Thursday, January 17, 2008

Baptist church gains in Vietnam

From "Vietnam church gains legal status, leads national outreach," (Baptist Press, Jan. 17, 2008):

HO CHI MINH CITY, Vietnam (BP)--Vietnamese Baptists met at Grace Baptist Church in Ho Chi Minh City Jan. 10-11 to celebrate the church's receiving official government recognition and to organize a new national confederation. This historic development is expected to encourage future evangelism and church-planting efforts in the country.

The Vietnamese government made this possible by granting a certificate of religious practice to the church. The 400-member group met to create Grace Baptist Southern General Confederation. It adopted a constitution and elected officers for the new organization, which will organize and represent new churches across Vietnam.

[...snip...]

The church sits alongside the main airport road in downtown Ho Chi Minh City. Formerly called Saigon, the city was renamed in the 1970s at the end of the war... The church is completing an expansion of its building, prompted by a road-widening project. A new multi-story building is fronted with a dramatic spiral staircase and topped with a cross.
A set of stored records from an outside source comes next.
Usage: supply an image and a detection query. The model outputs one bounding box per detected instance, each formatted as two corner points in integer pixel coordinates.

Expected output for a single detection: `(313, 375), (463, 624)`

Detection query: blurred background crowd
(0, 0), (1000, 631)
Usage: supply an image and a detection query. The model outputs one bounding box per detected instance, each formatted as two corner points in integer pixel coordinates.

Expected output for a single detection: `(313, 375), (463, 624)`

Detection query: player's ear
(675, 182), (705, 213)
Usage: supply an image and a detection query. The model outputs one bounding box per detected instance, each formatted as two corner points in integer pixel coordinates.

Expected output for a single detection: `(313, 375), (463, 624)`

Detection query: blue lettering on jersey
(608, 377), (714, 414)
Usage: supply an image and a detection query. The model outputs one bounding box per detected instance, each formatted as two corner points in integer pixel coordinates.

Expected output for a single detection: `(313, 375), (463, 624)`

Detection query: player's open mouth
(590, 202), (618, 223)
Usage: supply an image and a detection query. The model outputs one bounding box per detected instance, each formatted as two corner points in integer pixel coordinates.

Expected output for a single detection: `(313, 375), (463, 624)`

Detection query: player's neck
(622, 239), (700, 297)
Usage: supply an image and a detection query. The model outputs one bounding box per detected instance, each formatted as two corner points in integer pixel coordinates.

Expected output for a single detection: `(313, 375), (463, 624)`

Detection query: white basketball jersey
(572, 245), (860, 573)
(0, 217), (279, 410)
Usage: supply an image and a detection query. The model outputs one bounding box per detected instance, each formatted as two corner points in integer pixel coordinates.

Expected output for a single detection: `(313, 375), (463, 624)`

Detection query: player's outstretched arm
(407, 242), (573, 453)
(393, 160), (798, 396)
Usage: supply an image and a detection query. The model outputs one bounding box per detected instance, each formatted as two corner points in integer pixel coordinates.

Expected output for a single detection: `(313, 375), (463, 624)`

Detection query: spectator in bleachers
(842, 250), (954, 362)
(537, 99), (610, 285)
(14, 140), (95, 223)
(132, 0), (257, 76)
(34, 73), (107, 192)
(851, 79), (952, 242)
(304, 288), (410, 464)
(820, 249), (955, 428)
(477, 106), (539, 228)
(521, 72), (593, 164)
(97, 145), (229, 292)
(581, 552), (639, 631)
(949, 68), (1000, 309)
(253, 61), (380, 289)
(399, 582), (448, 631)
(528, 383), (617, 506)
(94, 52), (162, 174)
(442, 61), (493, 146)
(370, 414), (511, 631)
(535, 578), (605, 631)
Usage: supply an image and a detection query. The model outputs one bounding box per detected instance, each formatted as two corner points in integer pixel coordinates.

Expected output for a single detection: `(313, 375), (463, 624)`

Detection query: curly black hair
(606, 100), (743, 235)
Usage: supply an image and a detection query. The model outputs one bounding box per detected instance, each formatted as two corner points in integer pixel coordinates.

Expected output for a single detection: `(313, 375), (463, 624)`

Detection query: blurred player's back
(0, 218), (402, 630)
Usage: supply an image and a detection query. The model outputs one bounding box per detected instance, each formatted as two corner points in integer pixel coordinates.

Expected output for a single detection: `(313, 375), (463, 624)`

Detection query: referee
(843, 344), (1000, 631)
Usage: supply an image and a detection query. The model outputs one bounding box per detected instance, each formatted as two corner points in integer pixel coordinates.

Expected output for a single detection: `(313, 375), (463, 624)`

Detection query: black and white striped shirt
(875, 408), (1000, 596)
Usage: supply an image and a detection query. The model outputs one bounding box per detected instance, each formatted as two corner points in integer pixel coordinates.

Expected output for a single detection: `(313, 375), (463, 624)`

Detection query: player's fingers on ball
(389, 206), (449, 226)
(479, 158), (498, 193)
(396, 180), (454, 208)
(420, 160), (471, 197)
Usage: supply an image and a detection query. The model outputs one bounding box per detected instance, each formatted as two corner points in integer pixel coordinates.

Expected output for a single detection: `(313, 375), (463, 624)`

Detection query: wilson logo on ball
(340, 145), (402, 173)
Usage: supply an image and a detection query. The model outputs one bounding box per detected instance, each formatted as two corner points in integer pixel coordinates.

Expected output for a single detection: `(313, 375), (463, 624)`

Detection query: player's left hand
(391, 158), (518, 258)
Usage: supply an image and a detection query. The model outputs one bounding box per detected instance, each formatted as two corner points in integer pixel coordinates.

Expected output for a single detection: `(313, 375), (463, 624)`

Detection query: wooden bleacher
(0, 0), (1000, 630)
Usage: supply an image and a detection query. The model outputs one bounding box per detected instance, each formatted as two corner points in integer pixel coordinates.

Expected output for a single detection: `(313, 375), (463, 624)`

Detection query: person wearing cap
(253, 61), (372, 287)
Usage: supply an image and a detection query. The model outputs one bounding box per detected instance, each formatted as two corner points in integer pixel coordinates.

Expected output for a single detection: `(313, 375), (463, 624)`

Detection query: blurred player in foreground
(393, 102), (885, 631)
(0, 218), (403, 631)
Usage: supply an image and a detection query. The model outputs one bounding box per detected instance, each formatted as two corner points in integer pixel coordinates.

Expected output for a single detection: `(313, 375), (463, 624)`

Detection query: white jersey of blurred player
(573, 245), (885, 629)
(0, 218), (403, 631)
Grace Baptist Church is an outgrowth of Southern Baptist missionary work that began in Vietnam in the late 1950s. Missionaries left the country when the Vietnam War ended in 1975. Since then, the Vietnamese government has not allowed missionary presence.

But that foundational work continued to grow. Today, Baptists are widely acknowledged as the fastest-growing church group in Vietnam. There are now some 5,000 Baptists in 90 congregations in a dozen cities and provinces across the country. Only some of them are allied with Grace, church leaders said.